Lo studio mostra una riduzione del punteggio di gravità della bronchite (Bronchitis Severity Score) più marcata nel gruppo Pelargonium: −5,9 punti contro −3,2 nel placebo al giorno 7, con differenza statisticamente significativa. Riporta anche una minore “incapacità lavorativa” e un ritorno più rapido alle attività, nell’ordine di circa 2 giorni di differenza, sempre nel quadro di una condizione che tende comunque a risolversi.
Questo è un esempio utile per mettere i piedi per terra: non si parla di “guarigioni miracolose”, ma di alleggerire e accorciare alcuni sintomi in un arco di giorni.
E il raffreddore? L’Europa parla soprattutto di uso tradizionale
Sul fronte regolatorio, l’EMA adotta una posizione prudente e molto chiara: conclude che, sulla base dell’uso tradizionale di lunga data, le preparazioni di radice di pelargonio possono essere usate per trattare i sintomi del comune raffreddore, ma precisa anche che l’efficacia non è supportata da prove cliniche robuste come quelle richieste per un farmaco “standard”.

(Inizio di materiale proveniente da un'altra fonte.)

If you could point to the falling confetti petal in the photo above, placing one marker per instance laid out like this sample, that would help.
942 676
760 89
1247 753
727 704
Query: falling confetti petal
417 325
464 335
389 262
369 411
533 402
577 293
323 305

Inoltre l’EMA ricorda due indicazioni pratiche di buon senso: questi prodotti dovrebbero essere usati dai 6 anni in su, e se i sintomi durano più di una settimana o peggiorano, è opportuno sentire un professionista sanitario.
Sicurezza: in genere ben tollerata, ma non è “acqua fresca”
Qui serve un equilibrio: né allarmismo, né superficialità.
La revisione Cochrane segnala che gli eventi avversi sono risultati più frequenti con Pelargonium rispetto al placebo, ma nessuno severo negli studi analizzati.
L’EMA dettaglia anche il tipo di effetti indesiderati segnalati come molto rari: disturbi gastrointestinali lievi (diarrea, fastidio allo stomaco, nausea o vomito), difficoltà a deglutire, lievi sanguinamenti nasali o gengivali e reazioni allergiche. Vengono inoltre riportati problemi epatici, ma con frequenza non nota (cioè non quantificabile con precisione dai dati disponibili).
Sul tema fegato, la letteratura ha discusso alcuni casi segnalati in farmacovigilanza: un’analisi pubblicata su PubMed, esaminando 13 segnalazioni spontanee inizialmente attribuite a Pelargonium, conclude che la causalità non era dimostrabile e che spesso erano presenti fattori confondenti o diagnosi alternative. Questo non significa “rischio zero”, ma aiuta a capire perché, in medicina, il singolo caso va sempre interpretato con rigore.
Quando può avere senso (e quando invece serve il medico)
Pelargonium sidoides può avere senso come opzione sintomatica nelle infezioni respiratorie acute non complicate, soprattutto quando l’obiettivo realistico è “respirare e tossire un po’ meglio” mentre l’organismo fa il suo corso. Ma non va usata per coprire segnali che meritano valutazione: febbre alta persistente, difficoltà respiratoria, dolore toracico, sangue nell’espettorato, peggioramento rapido, o condizioni di fragilità (anziani, patologie croniche importanti, immunodepressione). In questi casi, la priorità non è scegliere la pianta “giusta”: è inquadrare la situazione.
E anche nei casi comuni vale la regola più semplice: scegliere prodotti affidabili, attenersi al foglietto, non sommare rimedi a caso, e farsi consigliare in farmacia soprattutto se si assumono altri farmaci o si hanno condizioni particolari. L’EMA rimanda esplicitamente alle istruzioni del foglietto illustrativo e al confronto con medico o farmacista per l’uso pratico.